Depuis le début de sa carrière à la MGM, il semble que ses patrons n’aient jamais fait totalement confiance à Eleanor pour mener à bien un film (compte tenu de ses talents de comédienne plutôt limités), en l’encadrant de nombreux chanteurs (Frances Langford, Judy Garland, etc..) et comiques. A partir de 1942, il semble qu’ils misent bien davantage sur le comique Red Skelton, qui a plus de scènes que la danseuse dans Croisière mouvementée (1942). Pourtant le numéro dansé de « toréador » d’Eleanor vaut 100 fois les pitreries stupides du clown Skelton. Il semble que le torchon brûle ensuite entre Eleanor et sa hiérarchie. Prévu d’abord en couleurs (il n’en subsiste qu’une scène qui sera intégrée dans la Parade aux étoiles), Mlle ma femme (1943) atteindra finalement les écrans en noir et blanc avec beaucoup de passages copiés-collés pompés dans d’anciens films d’Eleanor !(on retiendra pourtant le seul numéro original du film, où la danseuse manie le lasso tout en dansant avec une dextérité qui laisse pantois. Chapeau !).

Le contrat de 7 ans avec la MGM vient alors à expiration, sans être renouvelé. C’est la vivace Ann Miller, maîtresse de Louis B Mayer, qui prendra le relais, mais sans jamais tenir la tête d’affiche.
Swing circus (1945) tourné pour l’United Artist n’a pas le prestige ni le budget des films de la MGM, mais n’est pas dépourvu d’intérêt sur un plan musical. Ici, c’est avec un cheval au trot et dans un flipper géant que danse Eleanor, et là aussi, c’est impeccable.
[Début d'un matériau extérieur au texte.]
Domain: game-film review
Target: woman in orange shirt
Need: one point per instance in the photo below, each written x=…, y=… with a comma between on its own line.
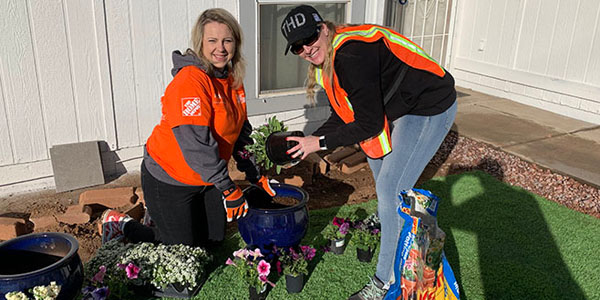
x=186, y=184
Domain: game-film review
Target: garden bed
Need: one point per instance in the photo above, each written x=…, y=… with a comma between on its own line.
x=457, y=154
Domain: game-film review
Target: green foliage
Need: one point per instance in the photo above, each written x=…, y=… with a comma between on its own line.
x=365, y=239
x=294, y=261
x=260, y=134
x=366, y=233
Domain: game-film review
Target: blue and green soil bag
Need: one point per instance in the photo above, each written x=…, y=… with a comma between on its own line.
x=421, y=269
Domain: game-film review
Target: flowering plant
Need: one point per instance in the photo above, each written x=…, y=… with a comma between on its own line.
x=366, y=233
x=337, y=229
x=260, y=135
x=251, y=267
x=40, y=292
x=159, y=265
x=111, y=286
x=294, y=260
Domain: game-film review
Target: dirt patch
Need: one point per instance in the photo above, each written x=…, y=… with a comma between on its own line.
x=456, y=155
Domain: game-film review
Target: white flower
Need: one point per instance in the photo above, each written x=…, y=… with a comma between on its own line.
x=16, y=296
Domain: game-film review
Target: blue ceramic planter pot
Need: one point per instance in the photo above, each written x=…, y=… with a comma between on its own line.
x=268, y=224
x=38, y=259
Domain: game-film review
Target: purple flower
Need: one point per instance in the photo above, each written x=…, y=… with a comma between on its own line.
x=263, y=268
x=229, y=262
x=278, y=265
x=242, y=253
x=99, y=277
x=308, y=252
x=256, y=253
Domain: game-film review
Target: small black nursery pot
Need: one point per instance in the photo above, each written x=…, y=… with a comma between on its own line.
x=276, y=147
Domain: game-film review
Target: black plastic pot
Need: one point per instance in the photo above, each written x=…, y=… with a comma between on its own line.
x=364, y=255
x=276, y=147
x=177, y=291
x=294, y=284
x=39, y=258
x=254, y=295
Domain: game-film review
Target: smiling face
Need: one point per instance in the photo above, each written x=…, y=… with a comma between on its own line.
x=315, y=53
x=218, y=44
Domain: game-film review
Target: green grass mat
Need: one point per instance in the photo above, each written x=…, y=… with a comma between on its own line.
x=502, y=243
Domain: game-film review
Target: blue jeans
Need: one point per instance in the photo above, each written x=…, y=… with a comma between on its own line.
x=415, y=139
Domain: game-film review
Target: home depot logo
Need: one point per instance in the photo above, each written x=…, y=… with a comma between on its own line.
x=190, y=107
Mariée avec le jeune acteur Glenn Ford, Eleanor Powell délaisse alors sa carrière pour se consacrer à son mari (hormis une courte et bien décevante apparition en 1950 dans jamais deux sans toi), son petit garçon et ses activités religieuses qui vont beaucoup l’accaparer. Fervente catholique, l’actrice va même écrire des scripts pour des émissions religieuses à la télé. Divorcée de Glenn Ford (un coureur de jupons impénitent qui ne savait pas résister au charme des ses partenaires à l’écran), Eleanor décide de faire un come-back sur scène dans les années 60 pour épater son fils. Après un régime draconien (elle avait en effet pris beaucoup de poids), Eleanor, plus belle que jamais, triomphe pendant quelques mois dans les cabarets de Las Vegas, avant d’abandonner définitivement le monde du spectacle. La reine des claquettes décèdera d’un cancer en 1982.
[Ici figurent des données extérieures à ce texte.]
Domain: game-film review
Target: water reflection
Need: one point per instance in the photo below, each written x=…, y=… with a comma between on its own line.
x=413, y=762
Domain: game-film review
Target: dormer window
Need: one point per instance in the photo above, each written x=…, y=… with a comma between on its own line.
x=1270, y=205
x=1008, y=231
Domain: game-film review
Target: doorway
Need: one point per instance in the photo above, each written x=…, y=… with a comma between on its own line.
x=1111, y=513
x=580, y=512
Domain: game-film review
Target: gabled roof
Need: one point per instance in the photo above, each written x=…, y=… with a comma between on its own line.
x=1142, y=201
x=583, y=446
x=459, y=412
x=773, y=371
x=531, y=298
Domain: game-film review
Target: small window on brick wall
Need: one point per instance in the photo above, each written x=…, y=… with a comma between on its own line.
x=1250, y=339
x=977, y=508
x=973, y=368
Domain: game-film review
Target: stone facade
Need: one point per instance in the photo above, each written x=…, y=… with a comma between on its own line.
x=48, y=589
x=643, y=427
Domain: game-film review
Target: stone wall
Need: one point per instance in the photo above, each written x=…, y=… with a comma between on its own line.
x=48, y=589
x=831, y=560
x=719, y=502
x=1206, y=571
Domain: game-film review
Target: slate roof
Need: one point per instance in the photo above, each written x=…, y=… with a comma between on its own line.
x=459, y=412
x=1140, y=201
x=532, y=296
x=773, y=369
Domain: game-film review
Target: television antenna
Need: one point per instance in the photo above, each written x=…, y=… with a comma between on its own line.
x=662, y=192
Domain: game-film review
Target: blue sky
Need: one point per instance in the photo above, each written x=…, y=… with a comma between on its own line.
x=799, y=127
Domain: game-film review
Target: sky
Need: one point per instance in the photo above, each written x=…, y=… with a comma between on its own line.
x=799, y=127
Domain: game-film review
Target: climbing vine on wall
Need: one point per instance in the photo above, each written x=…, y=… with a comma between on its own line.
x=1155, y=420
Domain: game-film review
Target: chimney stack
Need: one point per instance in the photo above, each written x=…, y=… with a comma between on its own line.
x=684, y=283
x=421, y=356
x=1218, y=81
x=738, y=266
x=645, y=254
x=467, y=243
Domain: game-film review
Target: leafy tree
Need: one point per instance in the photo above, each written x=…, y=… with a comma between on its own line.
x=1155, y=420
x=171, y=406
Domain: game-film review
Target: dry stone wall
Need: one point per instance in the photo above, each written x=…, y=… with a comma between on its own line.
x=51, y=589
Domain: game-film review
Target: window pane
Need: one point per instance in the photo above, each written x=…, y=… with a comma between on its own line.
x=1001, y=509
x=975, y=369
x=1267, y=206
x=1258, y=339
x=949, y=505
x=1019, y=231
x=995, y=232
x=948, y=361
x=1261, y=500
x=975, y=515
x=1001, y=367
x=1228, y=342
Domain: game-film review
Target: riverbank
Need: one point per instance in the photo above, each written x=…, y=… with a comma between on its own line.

Si pour le moment seul Broadway qui danse est disponible en DVD, il semble qu’un DVD-box dédié à Eleanor soit en cours de confection. On pourra trouver sans doute beaucoup à redire sur la qualité intrinsèque des comédies musicales qui ont fait sa gloire, mais ses talents de danseuse et de chorégraphe sont tout simplement sensationnels.